Cloak & Dagger, as expected, is a blast. The authors have put all the experience and knowledge they had from modern tradecraft (from Spycraft) into a Rome-like fantasy setting. The era, the geopolitical situation (the brink of the collapse of the empire actually), the conflicting nations very "7th Sea" in the spirit, the threats all over the place, the real-world similarities, all this contribute to make it a very convincing setting with a immense potential. Just reading it, you have tons of adventure seeds that come instantly to your mind. Plus it's a real pleasure to play a fantasy game with only humans, for a change! As a side note, this is the setting that would benefit the most from a few dedicated adventures.

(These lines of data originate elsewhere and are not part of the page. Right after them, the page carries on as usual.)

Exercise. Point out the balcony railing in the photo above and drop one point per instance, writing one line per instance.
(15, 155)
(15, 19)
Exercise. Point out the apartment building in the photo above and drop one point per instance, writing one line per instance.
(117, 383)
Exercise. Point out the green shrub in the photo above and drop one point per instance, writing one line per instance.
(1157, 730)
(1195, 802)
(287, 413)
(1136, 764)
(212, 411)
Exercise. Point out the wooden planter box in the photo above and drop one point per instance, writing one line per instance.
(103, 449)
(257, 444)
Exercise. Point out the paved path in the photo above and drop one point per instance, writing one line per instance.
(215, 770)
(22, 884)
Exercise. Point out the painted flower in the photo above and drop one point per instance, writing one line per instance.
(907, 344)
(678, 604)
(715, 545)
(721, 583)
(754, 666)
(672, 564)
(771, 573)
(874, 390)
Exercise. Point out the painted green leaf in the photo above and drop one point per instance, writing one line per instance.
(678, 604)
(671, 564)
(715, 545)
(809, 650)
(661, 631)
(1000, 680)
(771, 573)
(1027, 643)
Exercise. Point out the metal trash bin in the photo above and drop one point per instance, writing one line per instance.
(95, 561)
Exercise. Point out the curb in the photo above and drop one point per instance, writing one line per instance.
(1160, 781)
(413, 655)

Epoch, I wasn't expecting all that much. Sword & sorcery, dinosaurs, mad sorcerers, that's just something Conan does very well, dinosaurs aside. Well, Epoch is just completely different and it was THE good surprise - no sorry, EXCELLENT surprise - of this book. Take a few aspects of Conan, the most barbaric ones (Picts, Stygia, etc.), mix this with an Apocalypto feel, add a little northern Amerindian folklore on top of it and you have a better idea. The ancient tribes (humans and a few fantasy races) are on the brink of extinction since the invasion of eastern conquerors who wield magic and make pacts with demons. These conquerors are just too much like our "civilized" ancestors who wiped entire civilizations out. This time, you're on the other side. What would you do to protect your life, your family, your entire nation from extinction? Coming back to Conan, it would be a little like if you were playing a Pict, and Conan and his troops where marching toward the last Pict village still alive ...

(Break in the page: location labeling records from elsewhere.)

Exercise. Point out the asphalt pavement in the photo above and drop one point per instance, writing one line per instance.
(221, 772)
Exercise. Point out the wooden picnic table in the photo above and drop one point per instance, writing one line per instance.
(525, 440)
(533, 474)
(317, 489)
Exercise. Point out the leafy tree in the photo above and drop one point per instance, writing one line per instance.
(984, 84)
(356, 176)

Sunchaser is a little bit more classic in its form, but still quite entertaining. This high fantasy settings is all about playing glorious adventurers wandering four kingdoms the free races have created after they escaped the dominating grasp of The Crone (and evil subterranean race ruled by an even more evil queen). Starting small, your deeds will soon lead you to accomplish epic quests and maybe even protect the four kingdoms from the long feared return of The Crone. This setting is well written and simple enough not to suffer from the lack of more pages. It is perfect for a simple, one-shot adventure.

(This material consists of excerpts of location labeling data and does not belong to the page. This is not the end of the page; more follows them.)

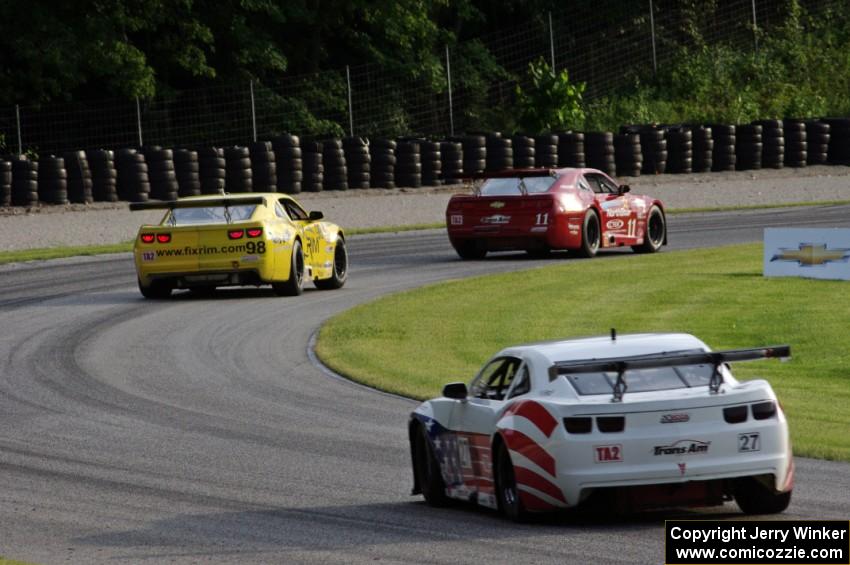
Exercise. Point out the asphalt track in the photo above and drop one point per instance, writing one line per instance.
(197, 430)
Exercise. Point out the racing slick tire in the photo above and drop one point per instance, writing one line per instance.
(427, 469)
(754, 497)
(470, 251)
(340, 269)
(656, 232)
(591, 235)
(295, 284)
(156, 291)
(507, 493)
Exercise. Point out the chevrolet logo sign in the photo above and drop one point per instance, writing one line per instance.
(812, 254)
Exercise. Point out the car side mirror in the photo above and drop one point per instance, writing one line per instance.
(455, 390)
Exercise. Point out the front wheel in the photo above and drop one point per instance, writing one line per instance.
(340, 269)
(295, 284)
(656, 232)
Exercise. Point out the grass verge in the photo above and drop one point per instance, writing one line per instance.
(413, 342)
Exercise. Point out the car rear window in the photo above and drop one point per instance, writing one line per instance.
(212, 214)
(511, 186)
(643, 380)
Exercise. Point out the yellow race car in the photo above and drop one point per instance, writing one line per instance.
(241, 239)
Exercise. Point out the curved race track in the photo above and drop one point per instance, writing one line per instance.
(196, 430)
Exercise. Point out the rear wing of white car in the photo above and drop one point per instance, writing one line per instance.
(621, 365)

The final chapter is dedicated to game mechanics. There are two excellent new base classes: the Martial Artist which is of course all about combat; and the Emissary which is the investigator/spy of Fantasy Craft. The expert classes coming after that are quite interesting as well, as are the first master classes finally published. Special note for the Regent, a wonderful way to become a true power player, in the political sense. There are also a lot of new, excellent feats, and a frightening host of Species feats particularly. Don't be afraid like I was at first! These feats are there to let you emulate nearly any fantasy specie ever devised: With Bear Nation, you can make Nyss elves, with Desert Clutch and Dragon-Tailed, you can make nagas, with Orc Blood, you can make half-orcs! The options are almost limitless. After that, a little bit too much new Advanced Actions, a few nice Campaign Qualities, and you're done.
All in all, it is an excellent book. I repeat, while it could have benefited from a few more pages, particularly for Cloak & Dagger and Epoch, it is still an excellent work for the price. All settings are well written, nicely described, and probably fun to play. The rules chapter is worthy, balanced, and completes well the existing Fantasy Craft mechanics. A must have.